In this first of five novels about Harvester, Minnesota, we look through Lark Erhardt’s child eyes. From first through fourth grade, the Cape Ann house design captures her dreams and desires, shaping how she sees her surroundings. When her mother decides to move to California, where the Cape Ann will never be built, Lark draws up her own designs that carry her into a new life, a life she over which she has some control.
Having read the series of novels backwards, starting with the one published last, that ends the series, in this book I saw Harvester anew through Lark’s vision, full of wonder and metaphor. Lark says, “patches of mystery, like patches of fog, obscured what I ought to know if I were ready to be seven years old.” What she doesn’t understand as a seven year old allows her to show us readers a world our senses have taken for granted. For example, she hears the neighbors’ night sounds: “‘More, more,’ he said, but she said, ‘No, it’s time,’ and they began bouncing up and down on the bed like children. If I bounced on the bed that hard, Mama would come and make me stop.” The world is exciting when it is new and “foggy,” but when Lark grows bored or afraid of the turmoil going on around her, like when she goes through first confessions or when her father berates her for biting her nails, she “slipped into the garden in the clock and discovered a pair of roller skates beside the dutch door to the cottage…. I was glad to have a cozy place to go.” Imagination and reality go hand-in-hand for Lark.
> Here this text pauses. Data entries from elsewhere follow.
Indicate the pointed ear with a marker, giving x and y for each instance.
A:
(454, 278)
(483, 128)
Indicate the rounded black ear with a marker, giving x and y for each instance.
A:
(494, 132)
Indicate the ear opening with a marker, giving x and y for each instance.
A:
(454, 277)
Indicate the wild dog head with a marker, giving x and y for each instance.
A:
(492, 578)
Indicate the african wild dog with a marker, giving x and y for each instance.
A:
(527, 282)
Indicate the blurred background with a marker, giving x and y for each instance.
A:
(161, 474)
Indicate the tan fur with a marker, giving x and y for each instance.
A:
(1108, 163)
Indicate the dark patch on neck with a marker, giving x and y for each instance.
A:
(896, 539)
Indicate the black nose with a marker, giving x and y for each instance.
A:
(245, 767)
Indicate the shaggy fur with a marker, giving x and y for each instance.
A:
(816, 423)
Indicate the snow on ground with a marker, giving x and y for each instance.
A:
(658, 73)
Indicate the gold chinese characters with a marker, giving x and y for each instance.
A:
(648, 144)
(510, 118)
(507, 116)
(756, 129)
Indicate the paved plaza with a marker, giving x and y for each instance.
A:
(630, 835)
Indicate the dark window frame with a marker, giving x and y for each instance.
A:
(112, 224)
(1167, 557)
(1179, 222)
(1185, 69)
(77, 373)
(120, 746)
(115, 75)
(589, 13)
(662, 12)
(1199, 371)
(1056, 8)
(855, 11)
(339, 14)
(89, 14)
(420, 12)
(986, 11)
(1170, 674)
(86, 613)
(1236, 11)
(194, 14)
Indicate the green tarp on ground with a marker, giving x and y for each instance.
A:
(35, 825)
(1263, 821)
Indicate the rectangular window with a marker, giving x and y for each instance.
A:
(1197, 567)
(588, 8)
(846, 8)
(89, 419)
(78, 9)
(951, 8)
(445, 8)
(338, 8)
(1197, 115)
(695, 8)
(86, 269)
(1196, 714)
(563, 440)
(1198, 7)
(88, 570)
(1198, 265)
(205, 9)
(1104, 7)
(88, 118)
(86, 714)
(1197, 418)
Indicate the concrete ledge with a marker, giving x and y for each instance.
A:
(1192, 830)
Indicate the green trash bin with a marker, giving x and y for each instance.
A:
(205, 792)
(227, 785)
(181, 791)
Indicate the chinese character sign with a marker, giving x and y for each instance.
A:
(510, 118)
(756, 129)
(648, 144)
Throughout the book, she sorts out fact from fiction. What Lark knows she can trust is her mother’s plan to build the Cape Ann as soon as the family has enough money. “If I lived in a house like that, I would develop willpower and be a better person,” she says. The house, with its dormers and window seats, shrubs and trellis’, represents everything she wants and doesn’t have: willpower, her own room, and perfection such as Katherine Albers, a beautiful classmate, possesses. She reads the blueprints and descriptions not only to look forward to the house itself, but to give herself goals and ignite the desire to achieve them.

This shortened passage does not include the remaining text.